Brazil’s SENAI CITIQT already is living in Industry 4.0.

At Texprocess in Atlanta, [TC]2’s Dr. Mike Fralix described witnessing the Brazilian apparel manufacturing facility based in Rio de Janeiro demonstrating its made-to-order production capabilities. A volunteer in his group was scanned by a digital mirror, she selected her preferred style of yoga pants and then picked out a color and pattern. After tapping the order button, the connected mirror transmitted her selection to a digital textile printer nearby, which began printing onto white fabric pattern pieces cut to her measurements.

Working in concert, the digital mirror had compared the volunteer’s image to a database of thousands of 3-D body scans to determine the one most similar to that image, extracting the appropriate measurements and feeding them into a single-ply cutting machine to create the yoga pants pattern pieces. Next, the system spit out a barcode providing instructions for how the operator should assemble the garment manually, though Fralix pointed out that robotics could replace the labor component of this process. Finally, the operator handed the finished garment to a robot that folded, packaged and labeled it, rolling the final product to the “customer” standing feet away—a process that took about 25 minutes from start to finish.
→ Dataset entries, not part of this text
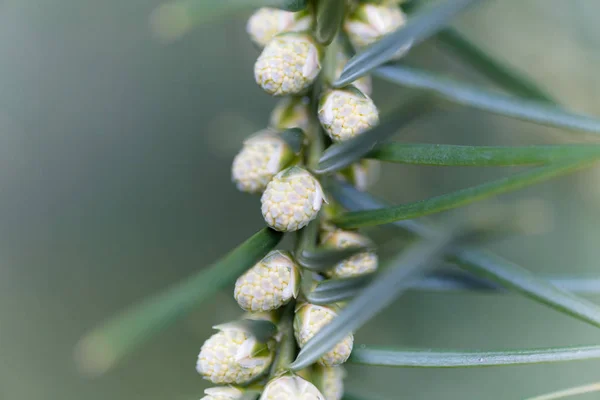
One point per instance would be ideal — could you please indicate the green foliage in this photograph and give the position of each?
(409, 265)
(427, 358)
(339, 156)
(412, 267)
(485, 264)
(416, 30)
(501, 74)
(479, 156)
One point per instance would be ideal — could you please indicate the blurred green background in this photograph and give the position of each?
(115, 151)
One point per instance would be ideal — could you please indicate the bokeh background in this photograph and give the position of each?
(115, 149)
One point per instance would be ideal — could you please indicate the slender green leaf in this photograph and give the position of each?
(484, 264)
(343, 154)
(473, 96)
(404, 268)
(390, 357)
(574, 391)
(173, 19)
(479, 156)
(334, 290)
(458, 281)
(495, 70)
(322, 259)
(328, 17)
(101, 348)
(352, 220)
(261, 329)
(294, 138)
(515, 277)
(415, 31)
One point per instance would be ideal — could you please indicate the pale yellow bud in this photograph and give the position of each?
(233, 356)
(309, 320)
(371, 22)
(288, 65)
(346, 113)
(268, 285)
(291, 388)
(223, 393)
(362, 174)
(262, 156)
(358, 264)
(291, 112)
(291, 200)
(330, 381)
(363, 84)
(268, 22)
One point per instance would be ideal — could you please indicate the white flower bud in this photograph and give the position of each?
(291, 112)
(362, 174)
(262, 156)
(291, 388)
(269, 284)
(223, 393)
(345, 113)
(330, 381)
(233, 356)
(358, 264)
(363, 84)
(371, 22)
(291, 200)
(288, 65)
(309, 320)
(268, 22)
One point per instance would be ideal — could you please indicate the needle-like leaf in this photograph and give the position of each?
(390, 357)
(573, 391)
(328, 19)
(101, 348)
(496, 71)
(497, 103)
(353, 220)
(479, 156)
(459, 281)
(322, 259)
(418, 28)
(335, 290)
(343, 154)
(404, 268)
(483, 263)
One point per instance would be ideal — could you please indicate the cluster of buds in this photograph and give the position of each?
(274, 163)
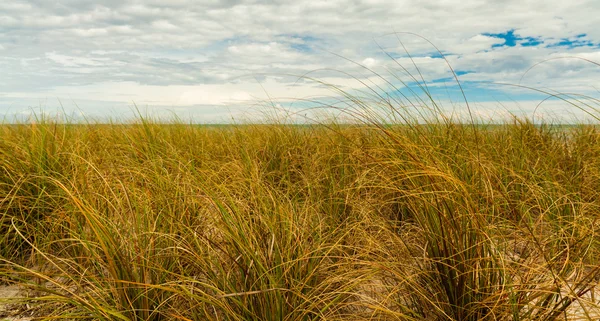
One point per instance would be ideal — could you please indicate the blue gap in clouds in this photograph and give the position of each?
(574, 42)
(447, 89)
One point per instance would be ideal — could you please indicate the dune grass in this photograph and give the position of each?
(436, 221)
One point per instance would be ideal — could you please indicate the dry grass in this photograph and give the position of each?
(440, 221)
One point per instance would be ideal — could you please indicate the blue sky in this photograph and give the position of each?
(214, 61)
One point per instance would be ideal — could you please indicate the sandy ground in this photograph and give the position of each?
(11, 312)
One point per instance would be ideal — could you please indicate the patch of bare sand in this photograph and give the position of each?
(10, 311)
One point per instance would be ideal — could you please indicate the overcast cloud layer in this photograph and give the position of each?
(214, 60)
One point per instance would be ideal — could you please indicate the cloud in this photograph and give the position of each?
(213, 53)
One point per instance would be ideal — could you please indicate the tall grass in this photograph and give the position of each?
(418, 219)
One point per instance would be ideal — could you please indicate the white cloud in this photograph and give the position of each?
(213, 52)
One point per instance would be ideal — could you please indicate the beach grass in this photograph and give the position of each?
(370, 221)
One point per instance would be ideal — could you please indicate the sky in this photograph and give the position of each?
(234, 61)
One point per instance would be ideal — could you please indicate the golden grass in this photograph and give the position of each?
(440, 221)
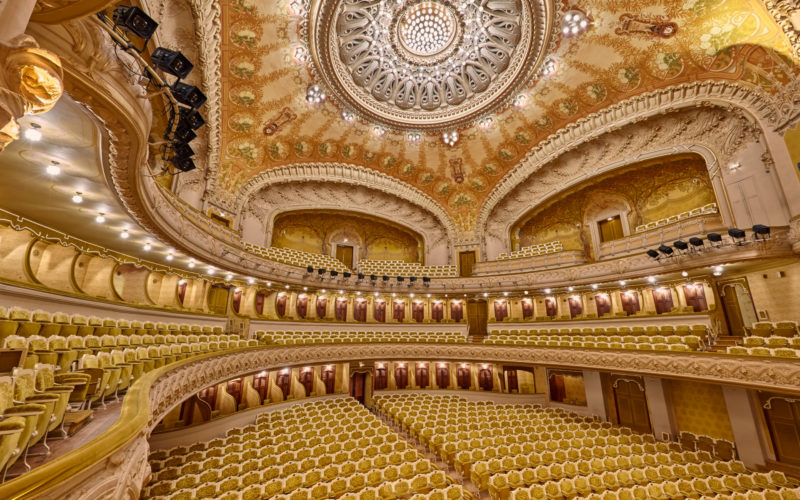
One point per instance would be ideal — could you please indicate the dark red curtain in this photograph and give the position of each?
(360, 310)
(302, 306)
(418, 311)
(399, 310)
(341, 309)
(500, 309)
(527, 308)
(280, 305)
(322, 307)
(437, 311)
(456, 310)
(379, 310)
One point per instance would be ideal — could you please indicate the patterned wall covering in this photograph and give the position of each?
(653, 189)
(264, 79)
(311, 231)
(700, 409)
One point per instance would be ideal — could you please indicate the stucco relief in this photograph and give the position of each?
(279, 198)
(720, 132)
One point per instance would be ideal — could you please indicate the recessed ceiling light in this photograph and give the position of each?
(33, 133)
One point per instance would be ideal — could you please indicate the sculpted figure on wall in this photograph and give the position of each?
(30, 83)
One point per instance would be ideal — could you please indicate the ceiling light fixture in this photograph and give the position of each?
(33, 133)
(53, 168)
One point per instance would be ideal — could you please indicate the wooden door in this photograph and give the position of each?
(695, 296)
(261, 385)
(344, 253)
(357, 381)
(443, 376)
(466, 262)
(575, 307)
(631, 405)
(783, 420)
(234, 388)
(551, 307)
(630, 302)
(380, 381)
(663, 300)
(401, 376)
(329, 379)
(485, 381)
(477, 317)
(733, 312)
(284, 381)
(422, 376)
(307, 379)
(463, 376)
(513, 384)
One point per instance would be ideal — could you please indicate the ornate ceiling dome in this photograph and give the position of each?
(428, 65)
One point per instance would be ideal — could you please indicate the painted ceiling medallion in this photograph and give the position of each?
(428, 65)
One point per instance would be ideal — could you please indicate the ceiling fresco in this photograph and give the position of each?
(630, 48)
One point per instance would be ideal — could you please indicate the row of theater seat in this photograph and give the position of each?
(533, 251)
(33, 403)
(328, 337)
(298, 258)
(400, 268)
(606, 463)
(19, 321)
(332, 448)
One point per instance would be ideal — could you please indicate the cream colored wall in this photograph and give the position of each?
(778, 296)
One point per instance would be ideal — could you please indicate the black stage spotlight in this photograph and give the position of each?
(182, 163)
(761, 232)
(188, 95)
(181, 149)
(183, 134)
(737, 234)
(715, 238)
(134, 20)
(172, 62)
(191, 118)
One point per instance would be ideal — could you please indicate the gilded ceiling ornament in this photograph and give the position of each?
(427, 65)
(652, 26)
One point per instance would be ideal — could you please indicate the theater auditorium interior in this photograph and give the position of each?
(399, 249)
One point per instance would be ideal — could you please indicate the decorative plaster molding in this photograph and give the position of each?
(777, 111)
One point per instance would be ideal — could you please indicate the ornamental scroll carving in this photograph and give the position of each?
(30, 83)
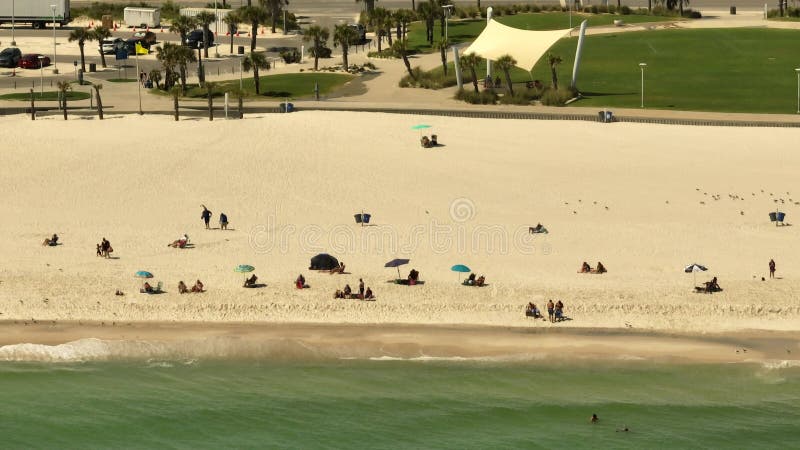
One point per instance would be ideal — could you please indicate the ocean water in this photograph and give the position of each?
(385, 403)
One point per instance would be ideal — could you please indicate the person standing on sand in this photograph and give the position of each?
(206, 216)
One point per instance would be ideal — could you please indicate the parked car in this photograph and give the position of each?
(195, 39)
(10, 57)
(110, 45)
(31, 61)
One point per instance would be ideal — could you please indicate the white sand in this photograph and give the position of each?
(291, 184)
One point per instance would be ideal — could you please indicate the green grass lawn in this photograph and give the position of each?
(726, 70)
(288, 85)
(467, 30)
(49, 96)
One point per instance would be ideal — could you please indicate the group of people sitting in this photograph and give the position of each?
(428, 143)
(104, 248)
(181, 242)
(586, 268)
(347, 292)
(197, 288)
(555, 311)
(472, 281)
(709, 286)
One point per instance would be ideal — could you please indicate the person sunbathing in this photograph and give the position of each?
(180, 242)
(146, 289)
(470, 280)
(250, 282)
(600, 268)
(198, 287)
“It was a very impressive Industry 4.0 [demo] about machines connecting with other machines” to enable a speedy and seamless made-to-order process, Fralix said.

Operational models like the SENAI CITIQT demonstration are both serving the new ways that shoppers want to consume fashion and springing up in reaction to trends in apparel production around the globe.

Debunking the notion that e-commerce is destroying retail, Softwear Automation CEO Palaniswamy “Raj” Rajan said that in reality digital retail is in fact “crushing the supply chain.” Thanks to internal factors such as shrinking lead times and zero-inventory initiatives coupled with the external pressures of labor unavailability and wages rising worldwide, apparel companies are scrambling to find new methods that can enable consistent production and executing orders quickly.

Lectra president Jason Adams said that Industry 4.0 is “not just a manufacturing problem, it’s the entire supply chain.” However, the supply chain of the future will enable unprecedented interactivity though end-to-end connectivity that yields actionable insights to accelerate decision-making.

“This next generation is going to be a dynamic production line with dynamic reconfiguration,” Adams said.